Wie in allen anderen Studiengängen auch, erwarten dich, während dem Bachelor- und dem Masterstudium verschiedene Hausarbeiten, Klausuren, Referate und mündliche Prüfungen, in denen du dein Wissen anwenden musst. Nach dem Bachelor- und dem Masterstudium schließt du dein Studium mit dem akademischen Grad des Bachelor of Science (B.Sc.) beziehungsweise Master of Science (M.Sc.), oder dem Staatsexamen ab.
Beliebte Studiengänge im Master Studium sind:
- Tiefenpsychologisch fundierte Psychotherapie (M.Sc.)
- Verhaltenstherapie (M.Sc.)
- Klinische Psychologie und Psychotherapie (M.Sc.)
- Psychotherapie mit Schwerpunkt Verhaltenstherapie (M.Sc.)

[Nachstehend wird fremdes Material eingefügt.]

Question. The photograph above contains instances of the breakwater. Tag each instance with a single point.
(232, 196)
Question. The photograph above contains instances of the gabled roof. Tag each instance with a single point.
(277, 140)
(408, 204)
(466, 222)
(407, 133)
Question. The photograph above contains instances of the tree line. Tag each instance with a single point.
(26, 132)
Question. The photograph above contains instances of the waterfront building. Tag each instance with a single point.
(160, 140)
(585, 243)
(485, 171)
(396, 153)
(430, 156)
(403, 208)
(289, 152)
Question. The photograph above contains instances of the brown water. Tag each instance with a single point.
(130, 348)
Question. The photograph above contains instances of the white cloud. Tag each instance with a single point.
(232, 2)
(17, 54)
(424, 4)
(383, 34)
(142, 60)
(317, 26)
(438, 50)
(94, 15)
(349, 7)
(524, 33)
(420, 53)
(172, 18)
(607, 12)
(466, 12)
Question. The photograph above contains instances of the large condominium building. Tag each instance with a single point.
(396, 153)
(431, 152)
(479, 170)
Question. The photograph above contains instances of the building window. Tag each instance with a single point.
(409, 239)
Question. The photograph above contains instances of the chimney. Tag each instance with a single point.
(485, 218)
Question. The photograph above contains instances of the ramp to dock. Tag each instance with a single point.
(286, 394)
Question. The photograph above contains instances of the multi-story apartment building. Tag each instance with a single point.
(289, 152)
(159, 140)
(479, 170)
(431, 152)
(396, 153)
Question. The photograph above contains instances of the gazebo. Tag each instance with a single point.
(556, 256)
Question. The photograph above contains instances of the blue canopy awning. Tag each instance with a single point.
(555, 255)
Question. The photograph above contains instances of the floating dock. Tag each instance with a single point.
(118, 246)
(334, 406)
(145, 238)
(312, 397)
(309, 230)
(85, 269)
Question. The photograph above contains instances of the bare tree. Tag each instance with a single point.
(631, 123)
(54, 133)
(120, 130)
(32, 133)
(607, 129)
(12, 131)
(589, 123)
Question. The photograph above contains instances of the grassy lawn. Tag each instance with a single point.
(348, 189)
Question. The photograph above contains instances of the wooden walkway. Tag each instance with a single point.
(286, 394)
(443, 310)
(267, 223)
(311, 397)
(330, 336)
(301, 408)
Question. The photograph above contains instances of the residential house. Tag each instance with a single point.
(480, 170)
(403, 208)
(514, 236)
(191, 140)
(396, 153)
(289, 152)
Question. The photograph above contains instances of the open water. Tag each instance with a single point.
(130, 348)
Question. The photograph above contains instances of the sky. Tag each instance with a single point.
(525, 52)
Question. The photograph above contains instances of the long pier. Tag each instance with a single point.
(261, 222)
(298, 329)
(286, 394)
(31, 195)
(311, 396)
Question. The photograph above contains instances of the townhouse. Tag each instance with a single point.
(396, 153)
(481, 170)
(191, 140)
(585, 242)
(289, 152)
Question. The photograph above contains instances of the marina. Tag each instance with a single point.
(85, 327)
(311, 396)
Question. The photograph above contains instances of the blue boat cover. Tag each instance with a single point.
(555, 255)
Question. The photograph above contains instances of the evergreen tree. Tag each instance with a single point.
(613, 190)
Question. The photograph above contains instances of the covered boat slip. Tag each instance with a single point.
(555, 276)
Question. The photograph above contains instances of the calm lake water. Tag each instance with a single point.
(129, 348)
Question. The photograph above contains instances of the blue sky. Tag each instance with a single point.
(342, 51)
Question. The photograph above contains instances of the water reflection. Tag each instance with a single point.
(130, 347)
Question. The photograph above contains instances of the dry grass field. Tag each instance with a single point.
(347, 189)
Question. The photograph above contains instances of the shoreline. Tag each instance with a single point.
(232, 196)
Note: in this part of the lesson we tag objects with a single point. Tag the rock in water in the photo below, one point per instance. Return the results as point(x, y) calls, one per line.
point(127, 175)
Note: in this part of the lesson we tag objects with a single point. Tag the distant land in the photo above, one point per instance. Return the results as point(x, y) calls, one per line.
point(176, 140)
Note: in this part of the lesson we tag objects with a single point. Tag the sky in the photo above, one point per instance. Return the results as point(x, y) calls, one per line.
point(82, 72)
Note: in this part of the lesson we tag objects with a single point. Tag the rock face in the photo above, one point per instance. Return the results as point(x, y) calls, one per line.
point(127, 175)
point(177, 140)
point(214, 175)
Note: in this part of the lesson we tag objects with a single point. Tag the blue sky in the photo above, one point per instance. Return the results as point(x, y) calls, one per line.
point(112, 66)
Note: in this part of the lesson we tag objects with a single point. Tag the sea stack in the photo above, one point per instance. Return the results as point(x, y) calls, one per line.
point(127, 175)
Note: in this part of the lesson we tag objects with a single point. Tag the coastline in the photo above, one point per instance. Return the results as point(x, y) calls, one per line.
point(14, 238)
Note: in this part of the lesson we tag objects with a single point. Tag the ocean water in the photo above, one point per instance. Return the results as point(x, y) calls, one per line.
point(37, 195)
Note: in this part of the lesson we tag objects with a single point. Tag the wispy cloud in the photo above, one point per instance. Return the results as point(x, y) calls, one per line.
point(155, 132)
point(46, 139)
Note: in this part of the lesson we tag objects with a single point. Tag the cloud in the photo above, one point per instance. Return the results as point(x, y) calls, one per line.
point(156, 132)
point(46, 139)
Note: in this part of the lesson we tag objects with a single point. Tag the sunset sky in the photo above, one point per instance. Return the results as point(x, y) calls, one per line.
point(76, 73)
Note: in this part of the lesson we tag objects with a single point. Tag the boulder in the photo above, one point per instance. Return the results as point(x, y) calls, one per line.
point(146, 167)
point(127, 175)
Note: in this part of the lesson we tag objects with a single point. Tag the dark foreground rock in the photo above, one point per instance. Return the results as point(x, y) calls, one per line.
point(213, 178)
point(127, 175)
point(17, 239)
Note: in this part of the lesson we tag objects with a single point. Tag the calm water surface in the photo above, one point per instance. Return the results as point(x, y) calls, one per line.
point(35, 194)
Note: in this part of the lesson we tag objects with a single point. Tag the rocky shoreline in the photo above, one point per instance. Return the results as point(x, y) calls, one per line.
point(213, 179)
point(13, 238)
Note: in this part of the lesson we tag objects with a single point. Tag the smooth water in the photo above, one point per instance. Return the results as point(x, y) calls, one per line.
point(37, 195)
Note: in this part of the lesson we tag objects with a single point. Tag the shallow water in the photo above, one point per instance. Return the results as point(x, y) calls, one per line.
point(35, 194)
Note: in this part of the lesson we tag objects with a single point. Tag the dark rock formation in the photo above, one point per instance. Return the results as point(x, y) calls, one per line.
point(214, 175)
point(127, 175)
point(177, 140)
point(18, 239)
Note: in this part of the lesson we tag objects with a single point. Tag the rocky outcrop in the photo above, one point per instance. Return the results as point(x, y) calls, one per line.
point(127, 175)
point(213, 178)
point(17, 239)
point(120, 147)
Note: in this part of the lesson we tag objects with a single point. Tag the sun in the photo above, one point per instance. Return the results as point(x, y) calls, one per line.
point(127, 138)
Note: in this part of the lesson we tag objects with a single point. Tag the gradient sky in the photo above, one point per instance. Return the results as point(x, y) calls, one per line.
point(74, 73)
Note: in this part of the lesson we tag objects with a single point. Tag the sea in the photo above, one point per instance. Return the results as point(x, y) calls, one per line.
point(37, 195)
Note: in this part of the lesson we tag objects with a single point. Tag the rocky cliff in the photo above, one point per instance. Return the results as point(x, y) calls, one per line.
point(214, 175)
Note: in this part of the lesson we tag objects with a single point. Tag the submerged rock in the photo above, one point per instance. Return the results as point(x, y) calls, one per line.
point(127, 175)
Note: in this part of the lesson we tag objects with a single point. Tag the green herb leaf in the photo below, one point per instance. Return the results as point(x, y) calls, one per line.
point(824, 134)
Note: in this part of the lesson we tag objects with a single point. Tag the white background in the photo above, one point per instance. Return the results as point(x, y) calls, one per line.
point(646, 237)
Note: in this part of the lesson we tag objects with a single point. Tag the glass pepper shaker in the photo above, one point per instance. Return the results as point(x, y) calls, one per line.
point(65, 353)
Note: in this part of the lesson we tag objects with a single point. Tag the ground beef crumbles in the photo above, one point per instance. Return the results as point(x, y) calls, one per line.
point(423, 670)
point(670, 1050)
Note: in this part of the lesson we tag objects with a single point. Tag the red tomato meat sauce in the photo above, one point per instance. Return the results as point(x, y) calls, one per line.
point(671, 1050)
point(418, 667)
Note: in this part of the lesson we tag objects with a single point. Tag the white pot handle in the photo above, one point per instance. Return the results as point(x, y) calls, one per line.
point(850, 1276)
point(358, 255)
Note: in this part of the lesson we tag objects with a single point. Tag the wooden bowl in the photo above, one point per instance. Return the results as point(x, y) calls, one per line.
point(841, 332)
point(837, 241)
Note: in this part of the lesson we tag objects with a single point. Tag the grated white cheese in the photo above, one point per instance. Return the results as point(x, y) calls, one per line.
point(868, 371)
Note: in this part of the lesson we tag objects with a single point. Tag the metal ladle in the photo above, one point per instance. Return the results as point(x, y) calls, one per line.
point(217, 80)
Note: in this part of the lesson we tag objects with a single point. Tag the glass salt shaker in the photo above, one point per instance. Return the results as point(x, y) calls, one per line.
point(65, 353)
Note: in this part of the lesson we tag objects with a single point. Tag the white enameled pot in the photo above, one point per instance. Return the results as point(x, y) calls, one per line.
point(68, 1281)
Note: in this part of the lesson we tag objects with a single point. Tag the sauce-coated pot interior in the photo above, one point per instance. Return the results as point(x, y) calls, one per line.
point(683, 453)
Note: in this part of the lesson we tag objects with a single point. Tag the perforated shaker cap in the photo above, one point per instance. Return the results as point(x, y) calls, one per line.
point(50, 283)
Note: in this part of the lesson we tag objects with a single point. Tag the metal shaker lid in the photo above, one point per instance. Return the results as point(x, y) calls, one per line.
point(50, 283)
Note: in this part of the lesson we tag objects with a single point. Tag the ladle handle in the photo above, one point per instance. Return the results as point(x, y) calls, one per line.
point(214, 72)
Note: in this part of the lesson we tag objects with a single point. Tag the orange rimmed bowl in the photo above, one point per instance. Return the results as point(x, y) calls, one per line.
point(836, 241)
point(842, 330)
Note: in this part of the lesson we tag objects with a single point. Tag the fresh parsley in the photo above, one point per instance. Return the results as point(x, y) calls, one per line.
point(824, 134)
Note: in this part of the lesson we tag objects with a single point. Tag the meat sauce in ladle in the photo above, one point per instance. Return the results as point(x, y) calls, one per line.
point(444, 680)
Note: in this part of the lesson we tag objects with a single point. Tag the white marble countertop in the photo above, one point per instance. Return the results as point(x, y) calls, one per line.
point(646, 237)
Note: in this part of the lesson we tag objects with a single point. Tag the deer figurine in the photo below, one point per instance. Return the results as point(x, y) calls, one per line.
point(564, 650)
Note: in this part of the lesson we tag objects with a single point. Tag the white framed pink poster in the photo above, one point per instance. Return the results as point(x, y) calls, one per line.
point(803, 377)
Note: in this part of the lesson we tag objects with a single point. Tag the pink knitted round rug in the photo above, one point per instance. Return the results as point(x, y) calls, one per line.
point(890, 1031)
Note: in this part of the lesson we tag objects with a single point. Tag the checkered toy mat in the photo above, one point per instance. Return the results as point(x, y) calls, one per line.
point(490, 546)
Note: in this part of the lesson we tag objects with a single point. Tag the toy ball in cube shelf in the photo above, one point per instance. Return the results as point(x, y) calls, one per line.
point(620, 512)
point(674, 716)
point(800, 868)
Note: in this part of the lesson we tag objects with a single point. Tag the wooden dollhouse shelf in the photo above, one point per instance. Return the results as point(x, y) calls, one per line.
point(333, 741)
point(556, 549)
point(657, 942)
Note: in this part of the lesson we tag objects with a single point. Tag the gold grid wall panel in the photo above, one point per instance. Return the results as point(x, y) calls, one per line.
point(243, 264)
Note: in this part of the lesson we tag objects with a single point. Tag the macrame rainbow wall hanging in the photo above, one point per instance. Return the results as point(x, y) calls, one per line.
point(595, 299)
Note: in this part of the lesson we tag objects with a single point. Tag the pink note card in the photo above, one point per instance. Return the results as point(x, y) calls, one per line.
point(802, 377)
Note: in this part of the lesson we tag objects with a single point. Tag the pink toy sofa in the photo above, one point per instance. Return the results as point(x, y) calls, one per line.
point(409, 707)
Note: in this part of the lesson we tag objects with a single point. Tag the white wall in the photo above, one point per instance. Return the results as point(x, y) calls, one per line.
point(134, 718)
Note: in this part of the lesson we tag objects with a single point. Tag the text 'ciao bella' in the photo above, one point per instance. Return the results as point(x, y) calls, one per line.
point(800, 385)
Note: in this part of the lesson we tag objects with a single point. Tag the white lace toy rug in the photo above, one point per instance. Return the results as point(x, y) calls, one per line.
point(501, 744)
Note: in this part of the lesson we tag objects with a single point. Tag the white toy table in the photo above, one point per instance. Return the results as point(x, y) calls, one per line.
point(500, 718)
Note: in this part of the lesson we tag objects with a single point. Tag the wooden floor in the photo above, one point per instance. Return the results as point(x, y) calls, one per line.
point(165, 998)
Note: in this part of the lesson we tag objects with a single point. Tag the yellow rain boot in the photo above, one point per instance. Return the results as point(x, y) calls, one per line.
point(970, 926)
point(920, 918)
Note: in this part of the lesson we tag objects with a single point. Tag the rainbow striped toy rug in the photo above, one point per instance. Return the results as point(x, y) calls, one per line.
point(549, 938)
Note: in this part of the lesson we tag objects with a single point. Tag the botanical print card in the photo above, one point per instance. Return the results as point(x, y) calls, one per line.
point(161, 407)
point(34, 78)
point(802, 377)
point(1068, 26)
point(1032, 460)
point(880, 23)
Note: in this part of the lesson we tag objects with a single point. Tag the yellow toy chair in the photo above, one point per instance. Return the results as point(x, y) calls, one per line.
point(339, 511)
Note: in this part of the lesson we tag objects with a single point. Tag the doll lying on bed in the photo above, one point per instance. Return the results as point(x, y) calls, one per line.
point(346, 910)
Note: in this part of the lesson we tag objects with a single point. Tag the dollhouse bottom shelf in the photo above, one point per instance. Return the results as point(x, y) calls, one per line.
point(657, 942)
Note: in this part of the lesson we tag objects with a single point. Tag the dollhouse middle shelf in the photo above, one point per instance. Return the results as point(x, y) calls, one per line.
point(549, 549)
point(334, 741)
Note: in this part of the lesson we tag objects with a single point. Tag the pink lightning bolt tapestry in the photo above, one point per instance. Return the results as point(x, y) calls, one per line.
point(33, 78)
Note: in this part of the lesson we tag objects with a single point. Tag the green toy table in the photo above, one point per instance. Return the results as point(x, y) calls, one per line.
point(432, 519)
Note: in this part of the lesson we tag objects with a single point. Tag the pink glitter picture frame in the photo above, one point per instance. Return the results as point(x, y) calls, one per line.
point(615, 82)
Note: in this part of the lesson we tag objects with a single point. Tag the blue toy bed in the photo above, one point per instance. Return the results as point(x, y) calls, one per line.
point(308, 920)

Anforderungen und Bewerbungsverfahren für den Studiengang Psychotherapie:
Um das Psychotherapie Studium zu beginnen, benötigst du, wie für die meisten anderen Studiengängen auch, die abgeschlossene Allgemeine Hochschulreife, also das Abitur. Darüber hinaus benötigst du außerdem sehr gute Noten in deinem Abschlusszeugnis des Abiturs, denn der Studiengang der Psychotherapie ist in der Regel an einen Numerus Clausus (NC) gekoppelt. Das bedeutet, dass du mindestens den im NC angegebenen Notendurchschnitt haben musst, um an der jeweiligen Universität in Deutschland genommen zu werden.
Immer mehr private Hochschulen verzichten jedoch auf den Numerus Clausus, weil sie sehen, dass es vor allem auf die persönliche Eignung ankommt und nicht so sehr auf gute Noten im Abiturzeugnis.
Hier solltest du dich vorab bei den jeweiligen Universitäten informieren. Statt des Numerus Clausus nutzen diese Hochschulen dann verschiedene Aufnahmetests, die aus verschiedenen schriftlichen und mündlichen Tests bestehen. Diese variieren aber von Hochschule zu Hochschule. Daher solltest du dich auch hierüber bei den jeweiligen Hochschulen genau informieren, bevor du dich bewirbst. Für das Master Studium benötigst du ein abgeschlossenes Bachelorstudium. Das Psychotherapie Studium mit dem Abschluss des Staatsexamens dient der Weiterbildung und Spezialisierung in einem oder mehreren Bereichen. Hierfür benötigst du einen Master Abschluss.
Berufsperspektiven und Karrierechancen:
Nach dem Studium ist dein Weg in der Regel bereits geebnet. Du wirst Psychotherapeut/in und wirst entweder in einer bestehenden Praxis als Arbeitnehmer angestellt oder du baust dir selbst deine eigene Praxis auf. Neben Praxen kannst du aber natürlich auch in Krankenhäusern, verschiedenen Reha Kliniken oder in einem Amt tätig sein. Als Psychotherapeut hast du vielerlei Möglichkeiten.
Über die normale Arbeit des Psychotherapeuten hinaus, kannst du natürlich auch in der Hochschule blieben und in der Forschung tätig sein. An der Hochschule kannst du dann in verschiedenen Disziplinen neue und bisher unerforschte oder wenig erforschte Dinge erproben und wirst dann in der Regel auch an der Hochschule verschiedene Vorlesungen oder Seminare leiten können. Heute stehen dir als Psychotherapeut viele Wege offen und Psychotherapeuten werden immer wieder händeringend gesucht.